The concept is audacious. Filcai is a card game played in Transylvania villages and commuter trains, a working-class pastime with roots in Habsburg-era resistance. Its original deck, designed around 1835 by Hungarian painter József Schneider, featured characters from Friedrich Schiller’s Wilhelm Tell – a coded act of defiance against imperial rule.
As Salvador Dali did with the Tarot cards almost 50 years ago, Alexa is redesigning all twenty cards as large-scale paintings, replacing the original figures with a menagerie of decrepit heroes, forgotten gods, and reimagined Romanian folklore characters.
The Ogre, once a princess-stealing monster, now works as a garbage collector, picking up discarded hearts that people throw away on Facebook. Cleopatra delivers for Glovo. Icarus has upgraded his wings.
The Flyer, a Romanian mythological seducer, has grown old and turned gay since he can no longer conquer women. Pinocchio, after therapy with a personal development coach, has decided to build Gepetto himself – and, even more, to construct the mother he never had.
This is contemporary art at its most conceptual and its most rooted.
Alexa is taking something deeply local – a card game known perhaps only in the depths of Transylvania – and transforming it into a universal statement about mythology, class, and the survival of meaning in a disposable world. He describes it as a bridge between highbrow art and life with blisters on your feet, an homage to those who commute back and forth just to put bread on the table. The ambition is staggering: to make an obscure regional card game into an international artistic voice.

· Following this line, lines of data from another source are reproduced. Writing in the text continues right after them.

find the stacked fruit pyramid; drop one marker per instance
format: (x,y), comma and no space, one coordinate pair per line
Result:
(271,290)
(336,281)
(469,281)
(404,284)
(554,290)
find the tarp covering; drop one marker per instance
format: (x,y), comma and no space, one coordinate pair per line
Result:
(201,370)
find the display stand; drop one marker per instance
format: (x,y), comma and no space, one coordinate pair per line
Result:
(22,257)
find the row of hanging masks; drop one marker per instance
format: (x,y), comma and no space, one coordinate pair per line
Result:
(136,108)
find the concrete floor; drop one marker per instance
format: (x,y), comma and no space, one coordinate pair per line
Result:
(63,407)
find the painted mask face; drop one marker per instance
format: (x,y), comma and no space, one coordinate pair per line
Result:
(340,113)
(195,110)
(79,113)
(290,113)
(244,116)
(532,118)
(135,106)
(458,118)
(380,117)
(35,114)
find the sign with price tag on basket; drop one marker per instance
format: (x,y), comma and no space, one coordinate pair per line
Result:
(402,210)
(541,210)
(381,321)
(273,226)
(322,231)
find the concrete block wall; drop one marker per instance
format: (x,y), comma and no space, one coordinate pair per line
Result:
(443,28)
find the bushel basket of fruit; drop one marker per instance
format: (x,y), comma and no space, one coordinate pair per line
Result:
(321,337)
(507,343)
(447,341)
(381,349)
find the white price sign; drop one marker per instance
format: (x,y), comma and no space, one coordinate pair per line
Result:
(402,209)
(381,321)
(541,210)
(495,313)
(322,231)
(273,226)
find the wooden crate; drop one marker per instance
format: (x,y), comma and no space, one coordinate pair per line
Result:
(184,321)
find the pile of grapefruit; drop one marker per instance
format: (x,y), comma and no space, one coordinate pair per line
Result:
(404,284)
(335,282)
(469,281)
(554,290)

Two solo exhibitions in four months. Record-breaking sales. Critical attention from a scene that didn’t know he existed a year ago. Alexa isn’t building a career in the conventional sense – he’s erupting into visibility with a force that suggests decades of pressure finally finding release. Whether the art world can keep up with his pace remains to be seen. What’s certain is that he’s not waiting for permission, not following any established path, not doing what debut artists are supposed to do. He’s making his own rules, and so far, they’re working.